Stiller Geburtstag
Benedikt XVI. feiert heute seinen 86. Geburtstag, still, ohne großes Aufsehen in der Päpstlichen Sommerresidenz in Castelgandolfo. Mit dabei ist sein Bruder Georg, der eigens dazu aus Regensburg angereist ist. Für die beiden Brüder ist es eine völlig neue Situation. Nach dem Amtsverzicht von Benedikt XVI. Ende Februar sind die beiden endlich wieder für sich alleine. So wie sie sich das auch 2005 vorgestellt hatten. Damals wollte Joseph Ratzinger nach dem Konklave den neuen Papst bitten, endlich in den lange ersehnten Ruhestand treten zu dürfen. Er wollte zurück in die bayerische Heimat, dort mit Bruder Georg seinen Lebensabend verbringen und noch einige Bücher schreiben. Es kam bekanntlich alles ganz anders. Joseph Ratzinger hat sich dem Schicksal gefügt und fand mit der Zeit auch Gefallen an seiner neuen Aufgabe als Papst.
Ein bisschen ist er immer Joseph Ratzinger geblieben und nie ganz Papst Benedikt geworden. Es gab immer wieder Indizien dafür. So hat er seine Jesusbücher immer unter beiden Namen veröffentlicht. Doch vor allem diejenigen, die in ihm gerne den Vertreter eines eher absolutistischen Papsttums sahen, wollten das nicht wahrhaben. Umso größer war bei ihnen der Schreck, als Benedikt XVI. im Februar dieses Jahres sein Amt aufgab. Mit diesem revolutionären Schritt entmystifizierte er das Amt mehr als jeder Reformer sich das hatte vorstellen können. Er machte damit den Weg frei für einen Neuanfang, wie er jetzt von Papst Franziskus erwartet und offensichtlich auch angegangen wird. Für Joseph Ratzinger schien es der einzig mögliche Weg für einen Befreiungsschlag gewesen zu sein – für sich und seine so sehr geliebte Kirche. Nicht dass er die Probleme nicht gesehen hätte, aber es fehlte ihm am Ende die Kraft und die Mitarbeiter, sie anzupacken.
Die Ereignisse vom Februar und März haben die alten „Fronten“ und „Kategorien“ durcheinandergewirbelt.

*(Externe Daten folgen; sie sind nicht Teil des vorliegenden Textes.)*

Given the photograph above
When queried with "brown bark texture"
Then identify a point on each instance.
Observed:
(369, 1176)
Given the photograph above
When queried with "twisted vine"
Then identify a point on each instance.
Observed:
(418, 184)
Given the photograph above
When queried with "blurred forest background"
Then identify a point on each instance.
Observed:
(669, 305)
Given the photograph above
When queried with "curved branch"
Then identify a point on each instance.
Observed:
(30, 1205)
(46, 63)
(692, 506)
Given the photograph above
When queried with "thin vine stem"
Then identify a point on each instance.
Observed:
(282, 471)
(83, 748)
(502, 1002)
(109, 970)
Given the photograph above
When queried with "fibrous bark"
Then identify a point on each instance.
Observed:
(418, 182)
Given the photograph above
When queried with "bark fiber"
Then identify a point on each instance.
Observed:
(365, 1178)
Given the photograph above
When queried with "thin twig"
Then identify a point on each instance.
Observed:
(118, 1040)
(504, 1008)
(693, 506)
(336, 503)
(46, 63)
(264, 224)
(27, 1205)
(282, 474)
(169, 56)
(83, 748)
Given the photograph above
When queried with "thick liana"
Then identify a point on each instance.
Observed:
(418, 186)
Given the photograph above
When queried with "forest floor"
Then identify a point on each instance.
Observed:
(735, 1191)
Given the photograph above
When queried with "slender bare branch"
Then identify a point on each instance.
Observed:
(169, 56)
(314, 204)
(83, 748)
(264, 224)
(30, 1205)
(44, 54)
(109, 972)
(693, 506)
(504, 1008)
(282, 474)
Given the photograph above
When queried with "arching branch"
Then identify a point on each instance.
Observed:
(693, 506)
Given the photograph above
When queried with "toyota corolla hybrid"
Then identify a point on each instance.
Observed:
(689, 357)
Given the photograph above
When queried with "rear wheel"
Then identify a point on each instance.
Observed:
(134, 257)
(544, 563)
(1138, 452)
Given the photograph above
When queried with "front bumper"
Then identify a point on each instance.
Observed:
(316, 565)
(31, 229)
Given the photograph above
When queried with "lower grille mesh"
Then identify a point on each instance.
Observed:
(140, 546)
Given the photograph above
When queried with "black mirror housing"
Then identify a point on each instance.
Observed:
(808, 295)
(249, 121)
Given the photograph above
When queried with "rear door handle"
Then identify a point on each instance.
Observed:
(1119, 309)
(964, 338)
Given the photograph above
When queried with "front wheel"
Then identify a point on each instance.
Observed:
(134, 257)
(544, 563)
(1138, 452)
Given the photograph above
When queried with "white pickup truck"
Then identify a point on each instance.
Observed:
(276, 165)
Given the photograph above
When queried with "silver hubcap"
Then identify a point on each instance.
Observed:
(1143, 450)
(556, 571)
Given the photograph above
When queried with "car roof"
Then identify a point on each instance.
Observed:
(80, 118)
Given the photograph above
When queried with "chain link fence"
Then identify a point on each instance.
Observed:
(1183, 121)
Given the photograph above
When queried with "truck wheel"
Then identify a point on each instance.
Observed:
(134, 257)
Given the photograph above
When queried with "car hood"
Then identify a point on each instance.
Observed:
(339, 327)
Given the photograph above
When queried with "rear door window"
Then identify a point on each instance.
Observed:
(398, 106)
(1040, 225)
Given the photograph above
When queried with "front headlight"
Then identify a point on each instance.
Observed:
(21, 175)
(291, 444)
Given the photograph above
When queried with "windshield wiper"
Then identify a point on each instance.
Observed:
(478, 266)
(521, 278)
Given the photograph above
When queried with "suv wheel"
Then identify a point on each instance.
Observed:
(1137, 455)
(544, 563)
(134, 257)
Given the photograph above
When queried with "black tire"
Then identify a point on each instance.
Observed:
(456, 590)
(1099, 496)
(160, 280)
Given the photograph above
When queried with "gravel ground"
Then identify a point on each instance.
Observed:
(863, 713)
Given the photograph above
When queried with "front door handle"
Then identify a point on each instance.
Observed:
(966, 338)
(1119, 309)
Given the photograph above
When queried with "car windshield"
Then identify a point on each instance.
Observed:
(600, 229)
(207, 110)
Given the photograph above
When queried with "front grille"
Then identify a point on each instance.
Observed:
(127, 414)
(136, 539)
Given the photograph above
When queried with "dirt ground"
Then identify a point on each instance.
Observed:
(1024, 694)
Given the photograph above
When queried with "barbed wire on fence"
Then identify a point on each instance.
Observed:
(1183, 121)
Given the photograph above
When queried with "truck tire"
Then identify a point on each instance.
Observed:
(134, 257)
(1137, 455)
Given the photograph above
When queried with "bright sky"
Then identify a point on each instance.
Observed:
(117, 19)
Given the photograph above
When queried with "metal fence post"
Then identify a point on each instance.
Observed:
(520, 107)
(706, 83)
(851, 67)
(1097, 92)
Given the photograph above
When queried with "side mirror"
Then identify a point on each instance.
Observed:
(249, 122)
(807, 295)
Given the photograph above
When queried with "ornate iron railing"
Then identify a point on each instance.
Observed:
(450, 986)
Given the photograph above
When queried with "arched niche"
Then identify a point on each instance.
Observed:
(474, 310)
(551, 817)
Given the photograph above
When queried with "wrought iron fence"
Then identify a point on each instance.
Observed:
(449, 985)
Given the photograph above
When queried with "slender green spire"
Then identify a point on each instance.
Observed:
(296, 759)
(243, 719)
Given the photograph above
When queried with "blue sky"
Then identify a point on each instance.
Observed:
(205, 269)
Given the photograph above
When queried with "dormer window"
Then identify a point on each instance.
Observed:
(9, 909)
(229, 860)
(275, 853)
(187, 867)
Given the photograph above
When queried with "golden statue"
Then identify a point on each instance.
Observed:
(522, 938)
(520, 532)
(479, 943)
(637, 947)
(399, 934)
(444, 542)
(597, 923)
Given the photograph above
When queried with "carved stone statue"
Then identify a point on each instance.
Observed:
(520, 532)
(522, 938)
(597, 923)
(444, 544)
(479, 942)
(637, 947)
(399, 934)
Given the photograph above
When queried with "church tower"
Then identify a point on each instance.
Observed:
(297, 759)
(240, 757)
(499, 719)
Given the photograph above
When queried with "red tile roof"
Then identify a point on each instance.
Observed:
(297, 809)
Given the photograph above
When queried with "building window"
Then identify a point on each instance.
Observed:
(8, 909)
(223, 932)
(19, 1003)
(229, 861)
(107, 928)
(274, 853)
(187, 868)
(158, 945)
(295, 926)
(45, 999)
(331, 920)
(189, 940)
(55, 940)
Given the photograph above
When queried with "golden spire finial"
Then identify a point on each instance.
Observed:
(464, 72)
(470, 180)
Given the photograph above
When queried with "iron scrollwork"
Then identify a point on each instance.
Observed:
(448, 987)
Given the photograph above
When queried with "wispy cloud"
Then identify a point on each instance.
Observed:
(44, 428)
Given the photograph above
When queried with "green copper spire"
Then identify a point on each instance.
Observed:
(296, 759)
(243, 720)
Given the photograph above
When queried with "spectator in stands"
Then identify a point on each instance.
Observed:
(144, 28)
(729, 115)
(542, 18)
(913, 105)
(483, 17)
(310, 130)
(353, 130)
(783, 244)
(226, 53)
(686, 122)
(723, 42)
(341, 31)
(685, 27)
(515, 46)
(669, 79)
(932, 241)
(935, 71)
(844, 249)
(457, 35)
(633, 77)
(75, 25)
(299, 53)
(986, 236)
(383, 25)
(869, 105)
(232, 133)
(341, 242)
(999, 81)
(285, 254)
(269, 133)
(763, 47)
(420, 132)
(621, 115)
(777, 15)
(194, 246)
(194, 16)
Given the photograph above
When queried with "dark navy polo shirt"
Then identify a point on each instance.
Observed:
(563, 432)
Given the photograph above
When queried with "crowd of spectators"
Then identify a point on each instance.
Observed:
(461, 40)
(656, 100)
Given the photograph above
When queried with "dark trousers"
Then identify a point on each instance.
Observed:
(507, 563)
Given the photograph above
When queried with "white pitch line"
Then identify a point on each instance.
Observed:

Konservative, die sich gerne als die eigentlichen Papsttreuen bezeichnen, sehen sich plötzlich mit einem völlig anderen Stil konfrontiert; Reformer trauen ihren Augen nicht, weil hier plötzlich ein Papst kommt, der es mit der Kollegialität ernst zu meinen scheint und auch in seinem Bistum Laien stark förderte. Ein Streit ist entbrannt, wie viel Kontinuität zwischen den beiden Päpsten herrscht oder ob beide gar doch grundverschieden sind. Diese neue Situation ist dann gut, wenn sie hilft, die alten Verkrustungen und Frontlinien aufzubrechen. Vor Jahren schon forderte der deutsche Kurienkardinal Walter Kasper eine „verbale Abrüstung“, damit der innerkirchliche Dialog wieder gelingen kann. Wenn Rücktritt und Neuwahl dazu beitragen, haben sie einen wichtigen Dienst für die Kirche geleistet.
Benedikt XVI. sieht seinen Dienst jetzt im Gebet für die Kirche. Gerüchte, sein Gesundheitszustand habe sich seit dem Rücktritt stark verschlechtert, wurden in der vergangenen Woche vom Vatikan umgehend dementiert. Dem 86-Jährigen gehe es dem Alter entsprechend gut. Die meiste Post, die er zu seinem Rücktritt aus aller Welt bekommen hat, ist mittlerweile auch abgearbeitet. Heute dürfte sich die Stapel allerdings wieder vergrößert haben. Mitarbeiter der Gemeinschaft „Das Werk“, die Joseph Ratzinger schon in seiner Zeit als Kardinal stark förderte, helfen ihm bei der Schreibarbeit.
Papst Franziskus hat am Vormittag seinem Vorgänger telefonisch zum Geburtstag gratuliert. In der deutschen Botschaft beim Heiligen Stuhl in Rom wird am Abend ein Papstporträt des Leipziger Malers Michael Triegel enthüllt. Es ist eine Leihgabe des Künstlers an die Botschaft. Es ist Triegels zweites Papstporträt. Das erste hatte 2010 für Diskussionen gesorgt. In der sehr realistischen Darstellung hatten manchen Betrachter schon karikatureske Züge erkannt. Triegel sagte damals, er habe den Menschen Joseph Ratzinger gemalt, nicht den Papst. Benedikt XVI. fordert also selbst als Gemälde zur Diskussion heraus.